Sei mais coisas sobre a vida de
Roberto Carlos do que jamais me interessei em conhecer, e a coisa mais
importante que sei, de fato, é que a fama lhe subiu à cabeça, e que ele é
chato. Tudo isso, é claro, porque ele assim quis.
Quando
escolhemos nos expor estamos automaticamente, e por vezes de maneira talvez
inconsequente e irracional, escolhendo abrir mão de certas liberdades. Uma
delas, a privacidade. Quem não gostaria de ser conhecido e lembrado somente por
seus nobres atributos? Todos nós, é claro, inclusive eu. Atenta a esse fato,
sou daquelas que gosta de tudo que contém as letras do alfabeto; bula de
remédio, manual de instruções, chapa de caminhão; leio com a mesma voracidade
as Meditações de
Descartes e a última National Enquirer ou a Caras local. Tenho uma necessidade
fisiológica de "conhecer" o outro, pois só assim consigo sentir
"conforto" em aceitar quem eu sou, com todos aqueles outros
atributos, não tão nobres que carrego comigo. Curiosamente, Roberto Carlos
nunca tinha despertado minha curiosidade, muito menos a curiosidade por coisas
que devem ser mantidas em "sigilo". Hoje conheço boa parte delas,
bastou dar um google em todas aquelas palavrinhas chaves associadas ao seu
nome.
Antes
de suas Confissões, Santo
Agostinho foi um grande baladeiro, Platão gostava de meninos, Elvis, contam,
morreu sentado na sua privada, Agassi revelou que quase perdeu sua peruca
durante uma partida de tênis, Eric Clapton afirmou não gostar de Lennon,
Michael, esse sim o verdadeiro rei, dizem, tentou ser branco, Lady Di
escancarou sua anorexia, Kennedy era adúltero, e todos tiveram ou têm em comum
serem Humanos, Demasiadamente Humanos, como diria Nietzsche.
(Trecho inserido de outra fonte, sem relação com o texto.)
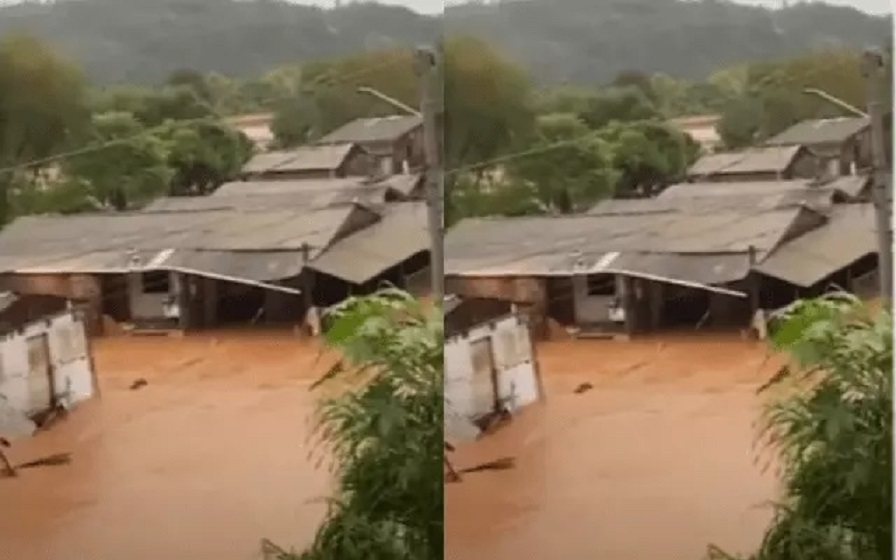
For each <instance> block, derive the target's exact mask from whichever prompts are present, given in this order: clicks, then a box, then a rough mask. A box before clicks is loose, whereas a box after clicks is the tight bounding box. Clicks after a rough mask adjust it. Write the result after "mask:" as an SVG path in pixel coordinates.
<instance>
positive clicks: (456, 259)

Greta Garbo disse "quero ficar só", o ex-presidente
Figueiredo solicitou que "me esqueçam". Foram tentativas honestas de
quem estava cansado da vida pública, mas a vida pública não tem volta. Ao se
optar por esse caminho, a pessoa tem que entender que é um compromisso,
"para o bem, ou para o mal". Até quando a igreja escolhe canonizar
seres terrestres coloca os mesmos sob um "fogo cruzado" dos mais
rígidos até autorizar a canonização, e, mesmo assim, nem sempre a decisão é
unânime.
Recentemente li uma entrevista de Mia Farrow para a Vanity Fair,
em que ela revelava que "possivelmente" seu filho com Woody Allen é
na verdade de Frank Sinatra. Nesta mesma entrevista ela responsabiliza o já
quase santo Papa João Paulo II por não ter interferido nos massacres na
católica África Central. Ninguém está imune ao escrutínio público, muito menos
aqueles que desejam ser publicamente ouvidos e reverenciados. Se quero ser
ouvido, tenho que também ter a capacidade de me manter lúcido quando ouvir ou
ler algo sobre mim que eu não desejava que lá estivesse sendo dito. Só existe
uma maneira de mantermos o anonimato, e esta maneira é básica: sermos anônimos.
Tenho acompanhado o movimento de alguns artistas, entre eles
Roberto, o que mais aparece e se expõe quando o assunto é biografias, e escuto
que desejam poder ter o controle absoluto daquilo que deles é ou será dito.
Entendo seus receios, inclusive me solidarizo com os anseios pessoais, mas,
infelizmente, há muito eles abriram mão deste direito, quando voluntariamente
optaram por expor ao mundo quem são, e, principalmente, como pensam.
Dizer que a vida pública caminha em paralelo à vida privada é
incoerente, e deixo aqui uma curiosidade para reflexão. É bem provável que se
Adolph Hitler tivesse conseguido se provar no mundo das artes, como desejava, a
história da humanidade teria sido diferente.